Hydrogen bonding and protein perturbation in β-lactam acyl-enzymes of Streptococcus pneumoniae penicillin-binding protein PBP2x

Roger S. CHITTOCK; Simon WARD; Alan-Shaun WILKINSON; Patrick CASPERS; Barbara MENSCH; Malcolm G. P. PAGE; Christopher W. WHARTON

doi:10.1042/bj3380153

Hydrogen bonding and protein perturbation in β-lactam acyl-enzymes of Streptococcus pneumoniae penicillin-binding protein PBP2x

Biochemical Journal ◽

10.1042/bj3380153 ◽

1999 ◽

Vol 338 (1) ◽

pp. 153-159 ◽

Cited By ~ 8

Author(s):

Roger S. CHITTOCK ◽

Simon WARD ◽

Alan-Shaun WILKINSON ◽

Patrick CASPERS ◽

Barbara MENSCH ◽

...

Keyword(s):

Hydrogen Bonding ◽

Streptococcus Pneumoniae ◽

Carbonyl Oxygen ◽

Ethyl Esters ◽

Soluble Form ◽

Difference Spectra ◽

Ester Carbonyl ◽

Small Band ◽

The Difference ◽

Β Sheet

A soluble form of Streptococcus pneumoniae PBP2x, a molecular target of penicillin and cephalosporin antibiotics, has been expressed and purified.
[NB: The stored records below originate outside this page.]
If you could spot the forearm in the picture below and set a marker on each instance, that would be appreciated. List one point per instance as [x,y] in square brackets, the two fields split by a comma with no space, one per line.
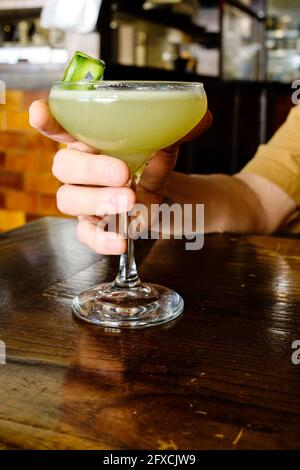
[231,204]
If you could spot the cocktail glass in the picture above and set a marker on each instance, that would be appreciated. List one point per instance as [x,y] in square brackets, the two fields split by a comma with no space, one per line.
[130,120]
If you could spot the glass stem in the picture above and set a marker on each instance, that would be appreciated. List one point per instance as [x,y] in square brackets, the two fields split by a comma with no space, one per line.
[127,276]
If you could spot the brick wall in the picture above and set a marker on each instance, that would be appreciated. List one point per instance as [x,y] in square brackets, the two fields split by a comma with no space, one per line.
[27,187]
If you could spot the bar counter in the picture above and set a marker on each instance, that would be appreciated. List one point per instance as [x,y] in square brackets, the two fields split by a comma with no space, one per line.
[220,377]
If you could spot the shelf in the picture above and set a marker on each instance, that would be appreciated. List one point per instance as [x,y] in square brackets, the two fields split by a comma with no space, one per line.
[164,18]
[19,14]
[259,16]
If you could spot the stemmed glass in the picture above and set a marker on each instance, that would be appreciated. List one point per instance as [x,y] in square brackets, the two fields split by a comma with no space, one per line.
[130,120]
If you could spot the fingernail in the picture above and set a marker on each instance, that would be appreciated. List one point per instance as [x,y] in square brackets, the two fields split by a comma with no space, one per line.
[113,245]
[113,174]
[120,201]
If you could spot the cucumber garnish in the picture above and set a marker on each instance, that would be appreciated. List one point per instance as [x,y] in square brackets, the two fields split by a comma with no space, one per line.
[84,68]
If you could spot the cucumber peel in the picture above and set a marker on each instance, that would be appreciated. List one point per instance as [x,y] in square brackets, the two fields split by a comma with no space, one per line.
[82,67]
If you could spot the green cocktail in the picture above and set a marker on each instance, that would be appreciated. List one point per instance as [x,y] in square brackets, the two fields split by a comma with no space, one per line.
[130,121]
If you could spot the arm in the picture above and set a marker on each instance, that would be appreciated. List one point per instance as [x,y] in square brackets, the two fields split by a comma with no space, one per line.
[242,203]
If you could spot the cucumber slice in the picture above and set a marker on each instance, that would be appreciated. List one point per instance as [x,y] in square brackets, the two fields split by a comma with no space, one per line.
[83,67]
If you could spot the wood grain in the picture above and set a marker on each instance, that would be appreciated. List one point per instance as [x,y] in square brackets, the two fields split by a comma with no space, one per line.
[221,377]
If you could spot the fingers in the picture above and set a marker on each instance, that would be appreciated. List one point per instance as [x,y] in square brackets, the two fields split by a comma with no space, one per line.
[106,243]
[81,200]
[41,119]
[77,167]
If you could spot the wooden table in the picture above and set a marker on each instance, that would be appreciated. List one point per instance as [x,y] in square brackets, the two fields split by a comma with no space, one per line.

IR difference spectra of PBP2x acylated with benzylpenicillin, cloxacillin, cephalothin and ceftriaxone have been measured. The difference spectra show two main features. The ester carbonyl vibration of the acyl-enzyme is ascribed to a small band between 1710 and 1720 cm-1, whereas a much larger band at approx. 1640 cm-1 is ascribed to a perturbation in the structure of the enzyme, which occurs on acylation. The protein perturbation has been interpreted as occurring in β-sheet. The acyl-enzyme formed with benzylpenicillin shows the lowest ester carbonyl vibration frequency, which is interpreted to mean that the carbonyl oxygen is the most strongly hydrogen-bonded in the oxyanion hole of the antibiotics studied. The semi-synthetic penicillin cloxacillin is apparently less well organized in the active site and shows two partially overlapping ester carbonyl bands. The penicillin acyl-enzyme has been shown to deacylate more slowly than that formed with cloxacillin. This demonstrates that the natural benzylpenicillin forms a more optimized and better-bonded acyl-enzyme and that this in turn leads to the stabilization of the acyl-enzyme required for effective action in the inhibition of PBP2x. The energetics of hydrogen bonding in the several acyl-enzymes is discussed and comparison is made with carbonyl absorption frequencies of model ethyl esters in a range of organic solvents. A comparison of hydrolytic deacylation with hydroxaminolysis for both chymotryspin and PBP2x leads to the conclusion that deacylation is uncatalysed.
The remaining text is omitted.